UK PSTI

The United Kingdom (UK) government launched its Product Security and Telecommunications Infrastructure (PSTI) regime to secure connectable consumer products from cyberattacks. The devices covered include smartphones, wearable devices, and smart home appliances, as well as other product categories.

This legislation became mandatory from 29th April 2024. Manufacturers need to comply with the security requirements described therein or face potential penalties. TÜV SÜD can guide you with the requirements of the UK PSTI and help your products demonstrate compliance.

The bill comprises of three parts:

• Part 1: Product security
• Part 2: Telecommunications infrastructure
• Part 3: Final provisions

Part 1 of the PSTI regulation requires manufacturers, distributors, and importers to ensure that products placed on the UK market comply with minimum security requirements aimed at protecting the UK consumer.

The UK PSTI has the following security requirements for relevant connectable products, which manufacturers will be expected to comply with:

1. A ban on default passwords – Passwords must be unique per product and of a minimum strength
2. A means of reporting security issues and vulnerabilities in a product
3. Information on security update periods for a product (a defined support period with an end date)

A non-exhaustive list of examples of relevant connectable products which fall under the scope of the PSTI include:

• Smartphones
• Toys and baby monitors
• Smoke detectors
• Wearable products
• Smart home hubs
• Home appliances
• Smart alarm systems

As technology evolves and the products available to consumers become increasingly connected, the threat from malicious actors also increases.

Regulations are also evolving in response to these threats. The PSTI is one such example. It is very important to understand that any product which can “reasonably be used by a consumer” are considered in scope of the security requirements of the PSTI.

Compliance with the PSTI demonstrates that your products will keep their consumers safe from evolving cyber threats. Therefore, fulfilling PSTI regulations and obtaining a UK PSTI Statement of Compliance is important for UK market access.

As a leader in product cybersecurity testing, TÜV SÜD can help you understand and comply with the UK PSTI.

Our industry experts have successfully helped companies improve their cybersecurity – from cyber risk assessments to security certification projects.

With a structured approach to cybersecurity honed from experience, domain-specific know-how, and regulatory expertise, TÜV SÜD supports companies across various sectors.

By helping organisations comply with global cybersecurity standards, TÜV SÜD ensures our clients can access markets worldwide.

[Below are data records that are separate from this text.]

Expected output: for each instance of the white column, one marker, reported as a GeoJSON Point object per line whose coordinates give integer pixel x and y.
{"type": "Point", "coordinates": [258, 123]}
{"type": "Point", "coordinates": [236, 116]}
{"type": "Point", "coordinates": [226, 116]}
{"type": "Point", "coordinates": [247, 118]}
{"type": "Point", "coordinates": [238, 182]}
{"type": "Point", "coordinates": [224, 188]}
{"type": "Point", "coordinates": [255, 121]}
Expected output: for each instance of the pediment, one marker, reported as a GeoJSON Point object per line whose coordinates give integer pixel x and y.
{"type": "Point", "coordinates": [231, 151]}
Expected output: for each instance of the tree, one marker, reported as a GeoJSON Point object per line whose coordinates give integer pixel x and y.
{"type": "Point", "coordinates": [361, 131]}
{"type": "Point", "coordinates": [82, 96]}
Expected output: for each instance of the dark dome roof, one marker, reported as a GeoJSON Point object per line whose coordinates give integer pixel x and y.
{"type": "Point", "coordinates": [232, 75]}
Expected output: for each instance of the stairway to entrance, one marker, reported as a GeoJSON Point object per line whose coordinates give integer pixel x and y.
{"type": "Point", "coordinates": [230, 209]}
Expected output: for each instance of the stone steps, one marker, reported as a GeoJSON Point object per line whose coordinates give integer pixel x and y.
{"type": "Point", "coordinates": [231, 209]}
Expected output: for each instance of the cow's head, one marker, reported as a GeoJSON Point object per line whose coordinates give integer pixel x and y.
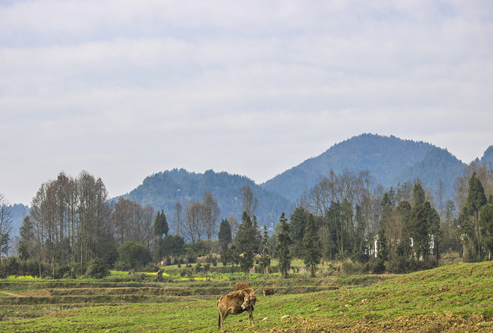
{"type": "Point", "coordinates": [248, 301]}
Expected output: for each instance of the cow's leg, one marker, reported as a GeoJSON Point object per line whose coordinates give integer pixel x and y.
{"type": "Point", "coordinates": [220, 319]}
{"type": "Point", "coordinates": [250, 317]}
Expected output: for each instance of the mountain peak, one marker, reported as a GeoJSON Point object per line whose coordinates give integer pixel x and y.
{"type": "Point", "coordinates": [387, 158]}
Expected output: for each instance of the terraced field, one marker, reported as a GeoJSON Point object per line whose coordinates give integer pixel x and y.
{"type": "Point", "coordinates": [453, 298]}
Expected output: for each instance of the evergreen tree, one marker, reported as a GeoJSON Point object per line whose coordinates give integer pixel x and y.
{"type": "Point", "coordinates": [224, 237]}
{"type": "Point", "coordinates": [382, 245]}
{"type": "Point", "coordinates": [246, 242]}
{"type": "Point", "coordinates": [298, 224]}
{"type": "Point", "coordinates": [160, 225]}
{"type": "Point", "coordinates": [264, 261]}
{"type": "Point", "coordinates": [282, 247]}
{"type": "Point", "coordinates": [486, 225]}
{"type": "Point", "coordinates": [311, 246]}
{"type": "Point", "coordinates": [469, 220]}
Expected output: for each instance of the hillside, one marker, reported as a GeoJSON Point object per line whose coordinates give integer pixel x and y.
{"type": "Point", "coordinates": [162, 190]}
{"type": "Point", "coordinates": [487, 158]}
{"type": "Point", "coordinates": [390, 161]}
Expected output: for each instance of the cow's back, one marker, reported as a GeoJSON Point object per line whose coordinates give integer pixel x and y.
{"type": "Point", "coordinates": [242, 285]}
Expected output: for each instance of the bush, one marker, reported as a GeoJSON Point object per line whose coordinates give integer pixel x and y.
{"type": "Point", "coordinates": [375, 266]}
{"type": "Point", "coordinates": [133, 255]}
{"type": "Point", "coordinates": [349, 267]}
{"type": "Point", "coordinates": [10, 266]}
{"type": "Point", "coordinates": [66, 271]}
{"type": "Point", "coordinates": [97, 269]}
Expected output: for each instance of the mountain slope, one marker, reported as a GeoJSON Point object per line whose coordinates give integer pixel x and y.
{"type": "Point", "coordinates": [164, 189]}
{"type": "Point", "coordinates": [390, 160]}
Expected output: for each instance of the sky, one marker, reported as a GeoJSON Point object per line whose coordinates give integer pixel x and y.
{"type": "Point", "coordinates": [126, 89]}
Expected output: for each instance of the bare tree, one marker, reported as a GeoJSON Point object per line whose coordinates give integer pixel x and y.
{"type": "Point", "coordinates": [249, 201]}
{"type": "Point", "coordinates": [194, 226]}
{"type": "Point", "coordinates": [233, 223]}
{"type": "Point", "coordinates": [5, 226]}
{"type": "Point", "coordinates": [211, 213]}
{"type": "Point", "coordinates": [178, 217]}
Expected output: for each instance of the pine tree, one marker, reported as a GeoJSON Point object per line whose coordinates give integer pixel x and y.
{"type": "Point", "coordinates": [161, 225]}
{"type": "Point", "coordinates": [469, 220]}
{"type": "Point", "coordinates": [282, 247]}
{"type": "Point", "coordinates": [245, 243]}
{"type": "Point", "coordinates": [224, 237]}
{"type": "Point", "coordinates": [311, 246]}
{"type": "Point", "coordinates": [264, 261]}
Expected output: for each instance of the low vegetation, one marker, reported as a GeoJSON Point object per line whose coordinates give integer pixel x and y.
{"type": "Point", "coordinates": [451, 298]}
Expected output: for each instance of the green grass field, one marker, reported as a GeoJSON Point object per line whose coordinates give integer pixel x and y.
{"type": "Point", "coordinates": [452, 298]}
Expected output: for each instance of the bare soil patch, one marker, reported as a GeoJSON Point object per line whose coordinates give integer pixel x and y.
{"type": "Point", "coordinates": [447, 322]}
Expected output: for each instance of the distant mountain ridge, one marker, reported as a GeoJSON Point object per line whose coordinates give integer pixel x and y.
{"type": "Point", "coordinates": [164, 189]}
{"type": "Point", "coordinates": [389, 160]}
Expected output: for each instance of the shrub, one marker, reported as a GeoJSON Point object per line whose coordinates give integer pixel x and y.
{"type": "Point", "coordinates": [349, 267]}
{"type": "Point", "coordinates": [97, 269]}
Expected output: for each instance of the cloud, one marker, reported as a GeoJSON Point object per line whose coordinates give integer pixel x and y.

Our experts have first-hand knowledge of the PSTI regulations and can provide help with the following:

Training

We provide training to manufacturers and distributors to help them understand the UK PSTI and application of the framework.

Product Testing

We can test and assess your smart products to relevant standards and guidelines to determine cybersecurity health. We can provide the test reports and attestations of conformity which could be used in support when making your UK PSTI Statement of Compliance.

Assessment and advisory

Equipped with global regulatory experience, we can help you bring your smart products to the market faster by guiding you to be more consistent, efficient, and compliant in manufacturing and distribution.